Green city initiatives most popular
Christchurch Earthquake 2011
Christchurch residents want the new city centre to go green, a survey shows.
A green Cathedral Square, a green belt along the Avon River, and the use of "green technologies" are viewed as the most important projects in the Government's rebuild plan, the opinion poll shows.
A Press poll asked 507 readers what they thought of the 100-day blueprint, their most and least favoured projects, what was missing, and when they envisaged the Christchurch rebuild would be complete.
More than 70 per cent said the blueprint met or exceeded their expectations, though few thought the Government's hope to have it all done by 2017 was realistic.
The green frame around a smaller central business district (CBD) was the biggest winner, with 89 per cent of respondents saying they agreed with the idea.
In terms of importance, aspects ranked in most people's top three were the Avon River precinct (58 per cent), Cathedral Square (35 per cent) and the use of green technologies (31 per cent).
People were most divided over plans to build a covered stadium, with 44 per cent in favour, 42 per cent opposed and 14 per cent unsure.
Establishing a cricket oval in Hagley Park was also contentious, with 51 per cent against the idea and 33 per cent agreeing.
Twenty-five per cent of those polled said the blueprint fell short of expectations.
The Maori Cultural Centre and the Innovation Project were among the least popular ideas.
Only 1 per cent ranked the cultural centre in their top three.
The new public library, a performing arts hub and the health precinct all received healthy support, as did the central city sports hub and the 28-metre building height limit.
Asked what was missing from the plan, those polled said they had wanted tertiary education, financial and nightlife precincts included.
The failure to include some form of rail transport, inner-city living areas and the Christ Church Cathedral also disappointed some.
Others said they had hoped for more architectural direction and heritage values to be included - rather than focussing so much on sport.
Most people thought the rebuild would take longer than the Government's schedule, which says most projects should be complete by 2017.
Nearly 70 per cent of respondents thought the rebuild would be completed between 2020 and 2025.
Christchurch Central Development Unit boss Warwick Isaacs said he was "thrilled" with the majority of those polled finding the blueprint favourable.
The support for the green frame was vindication of their bold approach.
Isaacs was surprised the use of "green technologies" was so popular, which was "good to know".
He expected the Maori Cultural Centre and Innovation Project did not rank high on the public's agenda because there was still "a story to be told" about them.
The response to the cricket oval was not a surprise due to people's love of Hagley Park. The project was "still under some discussion".
Isaacs accepted completing the rebuild by 2017 was "optimistic" but having the rebuild continuing up to 2025 would be "too late for the central city to recover . . . It's our goal to move on [the plan] as quickly as we can . . . it is our commitment to make it happen."

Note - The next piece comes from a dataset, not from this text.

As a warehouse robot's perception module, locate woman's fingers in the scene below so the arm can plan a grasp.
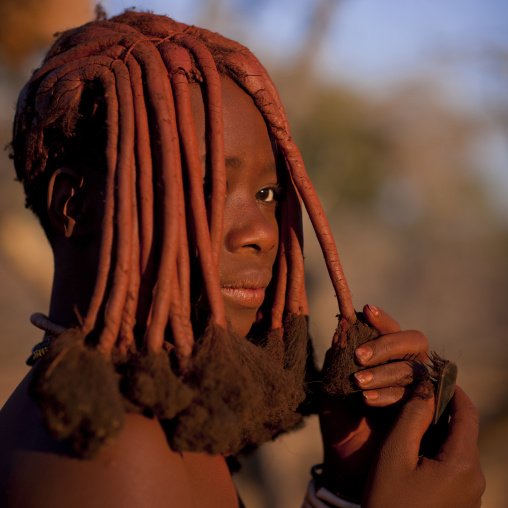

POLL SHOWS SPLIT OVER STADIUM
Christchurch appears divided over plans for a covered stadium in the new city centre, with residents in one of the most quake-damaged areas of Christchurch the least in favour, an opinion poll shows.
A Press Hot Topic Poll surveyed 507 readers about their views on the Government's blueprint for the central city rebuild.
Sixteen per cent of those who responded were from the Hagley-Ferrymead and Burwood-Pegasus wards, which were the worst hit in the earthquakes.
Cera's Central City Development Unit has unveiled plans to build a covered stadium seating 35,000 people on the former Turners & Growers site - the block between Madras, Tuam, Barbadoes and Lichfield streets.
The total pool of people surveyed were closely divided, with 44 per cent in favour of the stadium idea, 13 per cent opposed and 29 per cent strongly opposed. A further 14 per cent were unsure or had no preference.
In the Hagley-Ferrymead ward, 44 per cent said they "strongly disagreed" with the stadium project.
Those in the Burwood-Pegasus and Hagley-Ferrymead wards were also not as happy as the rest of Christchurch with the overall content of the blueprint.
While 71 per cent said the plan met their expectations overall, in Hagley-Ferrymead this fell to 61 per cent.
About 72 per cent of people surveyed in Hagley-Ferrymead indicated that they had wanted something else included in the plan - the highest of all the wards and much higher than the 54 per cent result from respondents overall.
Those in the Hagley-Ferrymead ward were also less in favour of the green "frame" around the city centre - 12.5 per cent said they disagreed with it compared to only 5.5 per cent of the total sample.
Canterbury Rugby Football Union chief executive Hamish Riach said he appreciated people had different circumstances and priorities.
"Clearly there are a range of perspectives [on the projects]. We still believe the future Christchurch involves having an international quality stadium that attracts major events for decades to come," he said.